Goldwater never had a serious shot at the nomination, and LBJ beat him in a huge landslide.

It’s true that Trump has promised to “bomb the [crap] out of Isis.” He’s also refused to take the nuclear option off the table. It’s these stances that have allowed Clinton to suggest that Trump might somehow resemble Goldwater.

But it’s a red herring. Not taking the nuclear option off the table is simply prudent foreign policy. It doesn’t suggest a willingness to use nuclear weapons. Both parties traditionally say no option is off the table. It’s the way we leverage our strength in foreign policy. Clinton knows this, and wouldn’t take the nuclear option off the table, either.

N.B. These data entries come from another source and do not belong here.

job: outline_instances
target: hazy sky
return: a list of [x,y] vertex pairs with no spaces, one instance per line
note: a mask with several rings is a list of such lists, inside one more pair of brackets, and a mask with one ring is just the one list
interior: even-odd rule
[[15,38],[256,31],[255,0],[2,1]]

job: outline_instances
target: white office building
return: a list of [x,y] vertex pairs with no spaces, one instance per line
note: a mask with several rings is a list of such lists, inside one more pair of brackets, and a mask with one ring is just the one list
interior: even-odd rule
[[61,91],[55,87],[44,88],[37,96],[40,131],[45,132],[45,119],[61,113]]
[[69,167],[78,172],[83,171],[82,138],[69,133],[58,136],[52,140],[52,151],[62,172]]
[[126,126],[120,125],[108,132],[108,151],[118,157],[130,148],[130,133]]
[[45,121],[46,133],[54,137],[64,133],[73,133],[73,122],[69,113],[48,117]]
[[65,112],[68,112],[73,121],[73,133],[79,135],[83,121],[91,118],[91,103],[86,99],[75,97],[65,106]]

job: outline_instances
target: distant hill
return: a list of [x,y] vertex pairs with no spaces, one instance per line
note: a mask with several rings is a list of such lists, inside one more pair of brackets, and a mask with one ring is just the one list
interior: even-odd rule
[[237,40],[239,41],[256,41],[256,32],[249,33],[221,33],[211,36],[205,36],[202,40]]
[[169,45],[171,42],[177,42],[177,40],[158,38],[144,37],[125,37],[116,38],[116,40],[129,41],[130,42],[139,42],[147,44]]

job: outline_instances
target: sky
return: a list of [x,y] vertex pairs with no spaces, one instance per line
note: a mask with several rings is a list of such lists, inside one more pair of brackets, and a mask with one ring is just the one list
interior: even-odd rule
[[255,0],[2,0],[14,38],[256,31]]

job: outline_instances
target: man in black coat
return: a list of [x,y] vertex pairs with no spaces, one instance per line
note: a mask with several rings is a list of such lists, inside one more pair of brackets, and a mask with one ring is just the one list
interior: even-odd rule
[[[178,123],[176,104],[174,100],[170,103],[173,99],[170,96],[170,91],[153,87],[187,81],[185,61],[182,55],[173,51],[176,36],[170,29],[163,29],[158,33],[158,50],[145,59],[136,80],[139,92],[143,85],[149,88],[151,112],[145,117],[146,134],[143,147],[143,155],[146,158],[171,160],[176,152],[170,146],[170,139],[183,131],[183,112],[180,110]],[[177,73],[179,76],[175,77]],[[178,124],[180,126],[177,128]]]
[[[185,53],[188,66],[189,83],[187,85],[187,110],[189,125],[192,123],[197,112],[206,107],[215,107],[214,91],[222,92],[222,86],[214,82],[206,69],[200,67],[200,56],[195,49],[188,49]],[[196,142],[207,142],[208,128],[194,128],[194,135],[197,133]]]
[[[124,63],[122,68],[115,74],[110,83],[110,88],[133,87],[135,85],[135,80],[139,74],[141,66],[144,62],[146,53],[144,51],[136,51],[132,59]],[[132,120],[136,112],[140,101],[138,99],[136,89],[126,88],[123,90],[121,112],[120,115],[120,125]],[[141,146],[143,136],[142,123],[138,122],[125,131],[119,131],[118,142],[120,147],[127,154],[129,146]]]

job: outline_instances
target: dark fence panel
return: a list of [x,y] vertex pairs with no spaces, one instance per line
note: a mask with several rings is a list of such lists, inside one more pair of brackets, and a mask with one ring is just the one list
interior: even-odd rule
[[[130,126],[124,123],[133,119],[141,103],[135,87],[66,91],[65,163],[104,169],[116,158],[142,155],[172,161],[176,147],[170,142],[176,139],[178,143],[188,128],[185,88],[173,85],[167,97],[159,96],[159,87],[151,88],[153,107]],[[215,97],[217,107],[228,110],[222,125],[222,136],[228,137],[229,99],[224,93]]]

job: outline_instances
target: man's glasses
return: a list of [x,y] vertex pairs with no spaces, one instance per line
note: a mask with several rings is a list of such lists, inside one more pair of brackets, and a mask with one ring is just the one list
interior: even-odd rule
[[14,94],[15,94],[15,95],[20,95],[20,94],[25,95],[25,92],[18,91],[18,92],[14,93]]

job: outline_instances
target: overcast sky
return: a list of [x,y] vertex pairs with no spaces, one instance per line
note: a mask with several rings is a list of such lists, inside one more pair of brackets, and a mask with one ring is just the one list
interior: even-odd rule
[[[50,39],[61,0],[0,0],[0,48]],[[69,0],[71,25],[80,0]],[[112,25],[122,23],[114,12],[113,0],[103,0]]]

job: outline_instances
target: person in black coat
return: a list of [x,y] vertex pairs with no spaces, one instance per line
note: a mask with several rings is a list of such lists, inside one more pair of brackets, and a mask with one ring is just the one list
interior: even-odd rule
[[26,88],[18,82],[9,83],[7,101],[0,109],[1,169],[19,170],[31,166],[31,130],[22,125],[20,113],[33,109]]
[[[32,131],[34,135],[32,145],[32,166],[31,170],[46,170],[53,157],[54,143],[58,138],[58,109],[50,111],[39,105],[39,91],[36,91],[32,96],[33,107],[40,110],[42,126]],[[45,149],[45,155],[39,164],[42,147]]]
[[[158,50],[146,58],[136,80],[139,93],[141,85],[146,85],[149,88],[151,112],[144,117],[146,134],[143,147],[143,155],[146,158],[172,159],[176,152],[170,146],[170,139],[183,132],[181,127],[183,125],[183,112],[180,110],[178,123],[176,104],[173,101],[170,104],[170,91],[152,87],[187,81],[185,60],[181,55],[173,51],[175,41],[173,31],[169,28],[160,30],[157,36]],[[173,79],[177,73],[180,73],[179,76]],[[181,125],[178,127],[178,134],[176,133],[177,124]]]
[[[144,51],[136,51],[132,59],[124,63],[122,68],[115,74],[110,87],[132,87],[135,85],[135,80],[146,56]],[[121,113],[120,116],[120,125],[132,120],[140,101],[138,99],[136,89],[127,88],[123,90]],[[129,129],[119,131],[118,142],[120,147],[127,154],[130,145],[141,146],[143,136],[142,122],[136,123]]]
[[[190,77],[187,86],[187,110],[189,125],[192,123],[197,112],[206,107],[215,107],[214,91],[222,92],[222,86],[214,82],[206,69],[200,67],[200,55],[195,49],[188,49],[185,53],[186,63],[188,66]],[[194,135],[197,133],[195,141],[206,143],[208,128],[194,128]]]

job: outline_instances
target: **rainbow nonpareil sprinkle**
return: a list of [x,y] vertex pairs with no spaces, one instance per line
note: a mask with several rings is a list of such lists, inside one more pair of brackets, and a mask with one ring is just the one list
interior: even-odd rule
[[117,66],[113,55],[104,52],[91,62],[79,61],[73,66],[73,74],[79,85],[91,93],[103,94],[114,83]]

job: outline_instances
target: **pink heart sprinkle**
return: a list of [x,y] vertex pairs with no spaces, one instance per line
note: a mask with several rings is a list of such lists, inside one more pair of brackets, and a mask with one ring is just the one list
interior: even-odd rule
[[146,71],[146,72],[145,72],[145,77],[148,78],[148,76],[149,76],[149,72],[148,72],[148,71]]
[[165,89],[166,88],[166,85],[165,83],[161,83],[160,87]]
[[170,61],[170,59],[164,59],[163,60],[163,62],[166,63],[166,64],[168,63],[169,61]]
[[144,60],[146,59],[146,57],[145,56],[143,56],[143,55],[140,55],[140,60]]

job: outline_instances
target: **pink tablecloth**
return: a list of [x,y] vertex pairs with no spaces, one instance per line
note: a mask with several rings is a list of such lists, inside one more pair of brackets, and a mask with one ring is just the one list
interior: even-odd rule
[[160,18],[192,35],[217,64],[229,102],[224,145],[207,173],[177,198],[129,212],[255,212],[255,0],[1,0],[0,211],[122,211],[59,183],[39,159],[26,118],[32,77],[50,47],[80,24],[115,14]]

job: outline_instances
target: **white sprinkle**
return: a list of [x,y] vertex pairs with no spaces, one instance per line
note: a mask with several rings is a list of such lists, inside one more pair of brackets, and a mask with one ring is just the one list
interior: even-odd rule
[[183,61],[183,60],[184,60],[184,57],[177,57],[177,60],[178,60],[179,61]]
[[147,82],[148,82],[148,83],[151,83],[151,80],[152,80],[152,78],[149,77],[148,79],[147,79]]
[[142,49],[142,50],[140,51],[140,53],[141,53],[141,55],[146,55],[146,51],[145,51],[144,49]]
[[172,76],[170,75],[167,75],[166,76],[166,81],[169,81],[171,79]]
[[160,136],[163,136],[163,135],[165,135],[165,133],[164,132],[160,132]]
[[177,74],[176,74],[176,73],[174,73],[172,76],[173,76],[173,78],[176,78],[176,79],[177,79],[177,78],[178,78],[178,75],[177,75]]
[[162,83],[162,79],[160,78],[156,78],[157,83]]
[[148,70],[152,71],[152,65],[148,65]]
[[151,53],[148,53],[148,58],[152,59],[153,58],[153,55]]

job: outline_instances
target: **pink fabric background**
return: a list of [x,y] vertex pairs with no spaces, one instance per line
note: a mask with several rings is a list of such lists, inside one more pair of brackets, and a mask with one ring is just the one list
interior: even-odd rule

In fact, Clinton has already proven herself to be the far more bellicose candidate. She supported the Iraq war and pushed Obama into the Libya invasion. Trump opposed both interventions. She favors an unqualified embrace of Israel, which has its own ambitions in the Middle East. Trump calls for greater “balance” in our relations with the Middle East.  

More broadly, Trump is advocating an “America First” strategy that scales back U.S. interventionism. Clinton is a proponent of a liberal version of neoconservatism, which says the U.S. must police the world and support the overthrow of unsavory regimes. For example, it must support a provocative “no-fly” strategy to isolate and defeat Assad in Syria, possibly provoking a wider war with Russia.   

Of course, these are precisely the kinds of policies that get American into trouble, leading to costly ground troop invasions and massive deaths and casualties to troops and civilians alike.

Clinton is no Goldwater, of course, but the point is, neither is Trump — far from it.  Of the two, Clinton is advocating a far more activist and adventurist and inherently risky foreign policy.  Voters should well ask themselves who, of the two, is more dangerous and reckless.

Goldwater never would have supported Trump’s restrained approach to the use of American military power.   He was perfectly willing to escalate the Vietnam War, even if it meant using nuclear weapons — a position that even LBJ later considered, as the war continued to escalate.

Clinton won’t advocate using nuclear weapons but by coddling regimes like Iran that seek nuclear capabilities couldn’t it one day come to that?   Do we really want her hand on the nuclear button?

For the time being, Clinton may well get away with her depiction of Trump as a dangerously unstable leader.  The so-called “security Moms” that tilted toward George W. Bush in 2004, because they felt he would keep them safer in a hostile world, could start to wonder about Trump.  That’s what the former Secretary of State is counting on – especially with disaffected women.

But once the two candidates get to the debates and are pressed to defend their actual positions and records, it will be hard to for Clinton to stigmatize Trump as an out-of-control “mad bomber.”

More likely, sensible voters – women and men alike — will wonder what foreign or defense policy success Clinton can point to anywhere in the globe to justify installing her in the White House as Commander-in-Chief.